Observed surface precipitation on July 22 (day 5) and 24 (day 7) is not simulated although upper-level cloudiness is produced on day 5 (Figure 2).

Only a small cloudy area in the middle troposphere is simulated on day 7 even though heavy precipitation was observed at ground (Figure 1). Thus, the simulated results compare with observations reasonably well. Some deficiencies exist, however. The time-height cross section of simulated cloud fraction for July 1995 IOP is shown in Figure 2. The most striking feature shown in Figure 2 is that the occurrence of clouds, unlike in the Tropics, is intermittent except for the last four days of the simulation. The timing of cloudy sky is basically consistent with the observed surface precipitation events. As noted earlier, the simulated clouds are not always precipitating (compare Figures 1 and 2). Nevertheless, the upper-level clouds are usually more abundant than the low-level clouds during the IOP. The upper-level cloud fraction exceeds 80% at selected periods, for example, at days 5 and 15. The low-level cloudiness is usually far less than 50% except for days 14 and 15.

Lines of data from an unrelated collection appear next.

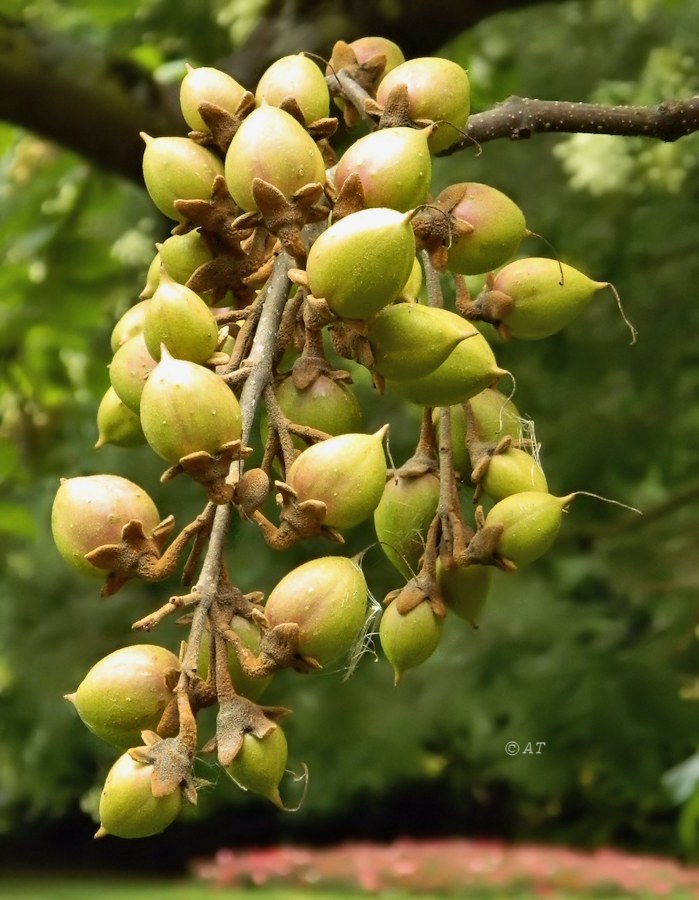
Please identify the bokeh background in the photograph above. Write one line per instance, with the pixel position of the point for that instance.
(591, 650)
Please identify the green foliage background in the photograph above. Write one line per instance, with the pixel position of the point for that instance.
(592, 650)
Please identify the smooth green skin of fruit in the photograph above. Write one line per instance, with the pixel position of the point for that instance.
(116, 423)
(542, 305)
(411, 288)
(327, 405)
(125, 693)
(91, 510)
(299, 77)
(182, 254)
(409, 340)
(498, 228)
(465, 590)
(175, 168)
(366, 47)
(394, 166)
(346, 472)
(211, 85)
(512, 472)
(531, 521)
(271, 145)
(361, 263)
(152, 279)
(467, 370)
(438, 89)
(407, 641)
(186, 408)
(403, 517)
(131, 365)
(128, 808)
(178, 319)
(245, 685)
(260, 764)
(129, 325)
(327, 598)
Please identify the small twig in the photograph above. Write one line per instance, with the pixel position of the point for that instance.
(518, 118)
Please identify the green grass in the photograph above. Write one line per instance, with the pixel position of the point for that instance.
(109, 889)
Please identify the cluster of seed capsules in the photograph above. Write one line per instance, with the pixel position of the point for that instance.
(260, 200)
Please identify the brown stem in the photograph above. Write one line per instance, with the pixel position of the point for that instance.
(518, 118)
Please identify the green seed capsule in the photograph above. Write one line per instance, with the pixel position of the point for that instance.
(401, 520)
(176, 168)
(211, 85)
(465, 590)
(327, 598)
(117, 424)
(186, 408)
(126, 693)
(131, 365)
(271, 145)
(260, 764)
(531, 522)
(179, 320)
(299, 77)
(92, 510)
(409, 640)
(468, 369)
(409, 340)
(394, 166)
(346, 472)
(128, 808)
(512, 472)
(438, 89)
(361, 263)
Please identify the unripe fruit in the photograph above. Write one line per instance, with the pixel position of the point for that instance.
(182, 254)
(299, 77)
(401, 520)
(438, 89)
(211, 85)
(465, 590)
(411, 288)
(186, 408)
(409, 340)
(394, 166)
(531, 522)
(175, 168)
(92, 510)
(245, 685)
(543, 302)
(129, 325)
(367, 47)
(179, 320)
(117, 424)
(128, 808)
(347, 473)
(468, 369)
(131, 365)
(512, 472)
(152, 279)
(498, 228)
(260, 764)
(408, 640)
(327, 599)
(271, 145)
(126, 693)
(326, 404)
(361, 263)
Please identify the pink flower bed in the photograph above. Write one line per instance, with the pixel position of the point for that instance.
(448, 866)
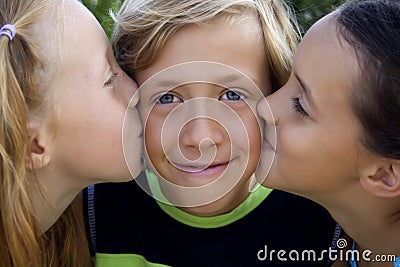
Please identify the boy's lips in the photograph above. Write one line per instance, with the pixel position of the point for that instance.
(203, 170)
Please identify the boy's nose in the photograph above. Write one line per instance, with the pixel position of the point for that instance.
(204, 131)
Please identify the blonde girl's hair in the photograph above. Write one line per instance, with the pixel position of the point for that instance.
(21, 242)
(143, 26)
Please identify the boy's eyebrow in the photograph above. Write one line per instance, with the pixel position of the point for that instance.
(217, 80)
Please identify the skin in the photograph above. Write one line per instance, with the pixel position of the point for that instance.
(318, 153)
(80, 142)
(237, 46)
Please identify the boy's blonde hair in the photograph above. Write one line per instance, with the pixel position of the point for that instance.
(143, 26)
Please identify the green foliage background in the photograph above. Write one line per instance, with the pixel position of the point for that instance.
(307, 11)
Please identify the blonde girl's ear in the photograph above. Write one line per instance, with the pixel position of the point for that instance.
(383, 178)
(38, 146)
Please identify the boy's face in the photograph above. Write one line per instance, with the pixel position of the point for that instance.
(200, 125)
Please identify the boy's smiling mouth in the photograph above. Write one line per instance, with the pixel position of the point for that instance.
(206, 170)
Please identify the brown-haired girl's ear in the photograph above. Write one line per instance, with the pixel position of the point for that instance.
(38, 151)
(383, 180)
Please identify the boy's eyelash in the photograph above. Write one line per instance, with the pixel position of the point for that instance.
(298, 107)
(111, 80)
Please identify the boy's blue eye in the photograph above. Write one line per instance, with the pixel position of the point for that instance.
(231, 96)
(168, 99)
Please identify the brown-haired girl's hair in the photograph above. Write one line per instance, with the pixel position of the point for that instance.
(142, 28)
(372, 28)
(21, 242)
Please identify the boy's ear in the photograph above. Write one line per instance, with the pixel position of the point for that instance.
(382, 179)
(38, 150)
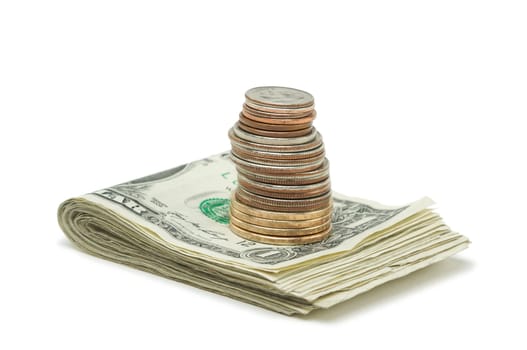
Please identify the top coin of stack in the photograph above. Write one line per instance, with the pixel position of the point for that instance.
(284, 193)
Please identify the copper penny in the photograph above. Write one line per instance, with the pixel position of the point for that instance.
(272, 169)
(276, 215)
(254, 220)
(279, 231)
(317, 237)
(273, 127)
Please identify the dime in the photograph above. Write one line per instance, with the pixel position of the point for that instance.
(277, 112)
(279, 231)
(308, 177)
(247, 152)
(289, 113)
(268, 133)
(279, 240)
(279, 96)
(277, 148)
(277, 161)
(285, 192)
(279, 223)
(273, 127)
(276, 215)
(271, 168)
(281, 121)
(274, 140)
(287, 205)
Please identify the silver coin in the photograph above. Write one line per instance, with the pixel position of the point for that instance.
(306, 178)
(279, 96)
(276, 148)
(277, 141)
(275, 169)
(247, 151)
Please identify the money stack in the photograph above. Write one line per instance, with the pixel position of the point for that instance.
(284, 193)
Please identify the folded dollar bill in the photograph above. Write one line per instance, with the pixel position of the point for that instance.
(175, 224)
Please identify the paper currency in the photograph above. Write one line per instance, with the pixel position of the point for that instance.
(176, 224)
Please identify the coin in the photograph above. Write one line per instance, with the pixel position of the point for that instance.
(281, 121)
(277, 148)
(277, 161)
(247, 152)
(285, 192)
(279, 223)
(276, 141)
(279, 96)
(273, 169)
(287, 205)
(276, 215)
(276, 112)
(273, 127)
(279, 240)
(270, 133)
(305, 178)
(279, 231)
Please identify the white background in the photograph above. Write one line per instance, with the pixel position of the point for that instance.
(413, 97)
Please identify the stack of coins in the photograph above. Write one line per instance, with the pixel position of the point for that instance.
(284, 193)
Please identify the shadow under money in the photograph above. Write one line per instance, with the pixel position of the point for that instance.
(385, 293)
(391, 291)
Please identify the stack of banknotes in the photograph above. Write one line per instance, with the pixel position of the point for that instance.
(176, 224)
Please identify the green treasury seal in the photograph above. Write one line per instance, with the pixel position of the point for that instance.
(216, 208)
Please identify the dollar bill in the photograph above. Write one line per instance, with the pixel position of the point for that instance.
(175, 224)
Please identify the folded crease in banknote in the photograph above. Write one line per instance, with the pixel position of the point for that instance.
(175, 224)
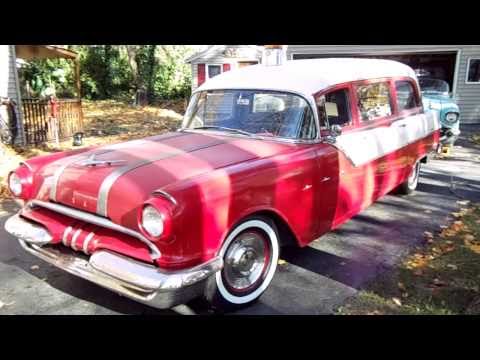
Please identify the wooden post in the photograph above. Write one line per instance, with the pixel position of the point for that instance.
(79, 89)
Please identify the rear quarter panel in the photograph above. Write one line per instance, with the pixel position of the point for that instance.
(210, 205)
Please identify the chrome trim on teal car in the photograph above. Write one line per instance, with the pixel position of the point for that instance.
(436, 97)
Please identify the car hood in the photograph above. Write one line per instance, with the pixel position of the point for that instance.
(113, 181)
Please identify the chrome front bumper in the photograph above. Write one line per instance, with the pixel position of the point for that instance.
(133, 279)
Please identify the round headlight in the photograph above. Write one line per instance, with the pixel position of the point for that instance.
(15, 184)
(152, 221)
(451, 117)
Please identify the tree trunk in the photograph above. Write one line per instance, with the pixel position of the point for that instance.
(107, 76)
(137, 81)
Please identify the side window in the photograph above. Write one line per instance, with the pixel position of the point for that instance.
(374, 101)
(308, 130)
(406, 96)
(334, 109)
(473, 70)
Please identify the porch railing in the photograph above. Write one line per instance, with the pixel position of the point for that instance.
(38, 125)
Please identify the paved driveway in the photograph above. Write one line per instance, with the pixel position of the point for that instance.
(314, 280)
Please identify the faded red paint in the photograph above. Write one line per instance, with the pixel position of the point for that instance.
(217, 181)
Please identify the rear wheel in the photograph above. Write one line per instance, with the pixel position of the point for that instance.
(411, 183)
(250, 254)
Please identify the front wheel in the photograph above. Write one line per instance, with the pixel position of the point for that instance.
(250, 255)
(411, 183)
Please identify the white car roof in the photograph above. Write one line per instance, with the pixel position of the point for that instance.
(307, 76)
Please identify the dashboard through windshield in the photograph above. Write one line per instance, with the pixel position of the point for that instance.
(253, 113)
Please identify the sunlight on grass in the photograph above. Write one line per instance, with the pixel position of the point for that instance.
(441, 278)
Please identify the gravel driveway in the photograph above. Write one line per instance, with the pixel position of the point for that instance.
(313, 280)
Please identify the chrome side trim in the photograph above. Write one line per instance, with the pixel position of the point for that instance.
(97, 220)
(58, 173)
(27, 165)
(86, 242)
(67, 231)
(74, 239)
(166, 195)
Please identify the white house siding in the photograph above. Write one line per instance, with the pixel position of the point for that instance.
(9, 82)
(214, 56)
(467, 95)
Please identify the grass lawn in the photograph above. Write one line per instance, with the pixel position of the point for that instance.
(441, 278)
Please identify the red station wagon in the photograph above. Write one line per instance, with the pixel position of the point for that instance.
(266, 156)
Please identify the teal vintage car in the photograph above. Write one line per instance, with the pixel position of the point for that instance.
(436, 97)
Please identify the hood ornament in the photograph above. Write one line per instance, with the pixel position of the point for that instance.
(91, 161)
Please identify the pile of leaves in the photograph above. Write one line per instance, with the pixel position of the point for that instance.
(443, 277)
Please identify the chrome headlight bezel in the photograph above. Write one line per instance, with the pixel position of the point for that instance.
(451, 117)
(15, 184)
(152, 221)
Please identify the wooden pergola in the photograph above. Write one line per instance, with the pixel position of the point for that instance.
(37, 119)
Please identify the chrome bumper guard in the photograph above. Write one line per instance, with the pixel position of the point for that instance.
(133, 279)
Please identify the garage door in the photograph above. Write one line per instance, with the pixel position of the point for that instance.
(439, 65)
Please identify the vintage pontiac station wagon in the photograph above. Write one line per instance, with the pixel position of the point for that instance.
(266, 156)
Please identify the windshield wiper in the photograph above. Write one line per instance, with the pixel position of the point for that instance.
(243, 132)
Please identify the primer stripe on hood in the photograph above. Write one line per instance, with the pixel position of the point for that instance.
(102, 201)
(58, 173)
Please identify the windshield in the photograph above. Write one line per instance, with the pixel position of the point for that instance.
(433, 85)
(251, 113)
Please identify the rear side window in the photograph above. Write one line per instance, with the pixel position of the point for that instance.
(334, 109)
(374, 101)
(406, 96)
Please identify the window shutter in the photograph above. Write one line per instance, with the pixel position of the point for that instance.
(201, 74)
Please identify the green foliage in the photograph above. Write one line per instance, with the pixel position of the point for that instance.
(45, 77)
(106, 73)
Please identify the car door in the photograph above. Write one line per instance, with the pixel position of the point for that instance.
(341, 181)
(382, 131)
(411, 122)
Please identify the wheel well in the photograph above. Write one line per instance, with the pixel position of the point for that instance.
(287, 237)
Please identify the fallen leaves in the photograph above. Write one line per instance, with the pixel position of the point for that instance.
(397, 301)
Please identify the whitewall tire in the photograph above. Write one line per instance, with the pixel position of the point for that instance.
(250, 254)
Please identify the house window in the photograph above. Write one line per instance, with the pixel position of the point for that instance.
(213, 70)
(374, 101)
(473, 70)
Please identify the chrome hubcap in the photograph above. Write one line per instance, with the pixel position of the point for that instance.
(413, 176)
(245, 261)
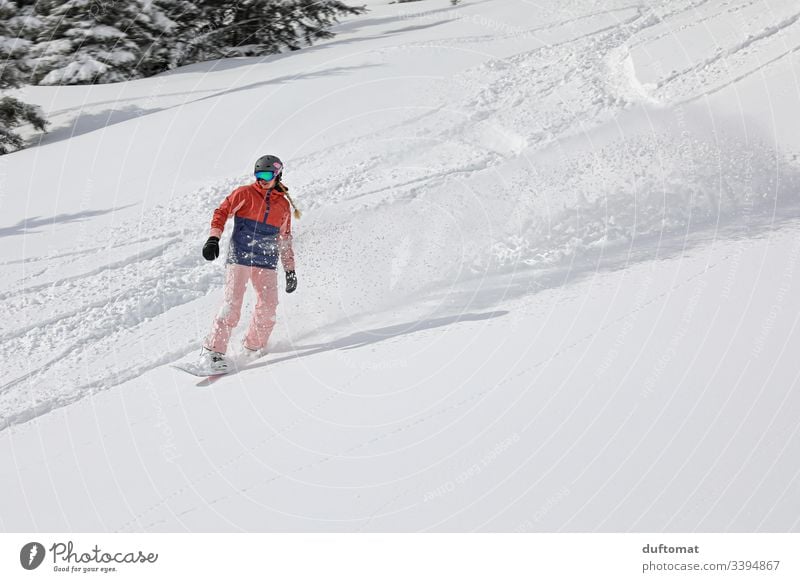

Figure 3 shows the time-height cross section of simulated cloud water + cloud ice (condensate) mixing ratio.

It is apparent that the regions with condensate are overlapped with the cloudy regions shown in Figure 2. It is also apparent that the regions with high concentrations of condensate are correlated with higher cloud fraction regions. This suggests that the mixing ratio of condensate is closely related to cloud fraction, as in the tropical stratiform anvils and subtropical stratocumuli (Xu and Randall 1996a).

The time-height cross section of the simulated large-scale relative humidity (RH) is shown in Figure 4. The areas with RHs greater than 60% are hatched in Figure 4.

It can be seen that the cloudy regions are always associated with higher RHs (compare Figures 2 and 4). In other words, the presence of clouds is associated with a more humid large-scale environment. The opposite is not true, however. For instance, the RH is always high in the lower troposphere, whether or not any cloud is present. Finally, the cloud fraction is diagnosed with the parameterization of Xu and Randall (1996a) using the simulated mixing ratio of condensate (Figure 3) and relative humidity (Figure 4). It should be emphasized that the coefficients in the parameterization were based on the tropical stratiform clouds (Xu and Randall 1996a). Their suitability for the midlatitude cloud systems is not guaranteed. The diagnosed cloud fraction is shown in Figure 5.

Comparing Figure 5 with Figure 2, it can be seen that the cloudy regions are virtually identical between simulation and parameterization. There are, however, some underestimates in the upper troposphere (e.g., days 2, 5 and 15) and some overestimates in the lower troposphere (e.g., days 2 and 14). The reason for overestimates in the lower troposphere is that convective clouds are not excluded in the cloud fraction. These clouds have high concentrations of condensate (Figure 3) but small areas. The underestimates in the upper troposphere are more difficult to explain. It is possible that the exclusion of the intensity of convective circulations affects the diagnosed cloud fraction. Inclusion of this additional predictor may improve the performance of the parameterization under different cloud regimes. Further study is underway to investigate this possibility.

In summary, the ARM IOP data have been successfully used to simulated the bulk properties of clouds with a cloud ensemble model although some deficiencies exist in the simulation. The simulated cloud properties and large-scale environment variables are used to evaluate a cloudiness parameterization proposed by Xu and Randall (1996a). The performance of this parameterization in its preliminary version is acceptable to some extent. There is room for further improvement, for example, by including the intensity of convective circulations as a secondary predictor. In addition, measurement of cloud properties during IOP is also helpful to verify the parameterization. Simulations of other IOPs will also be helpful to refine the cloudiness parameterization.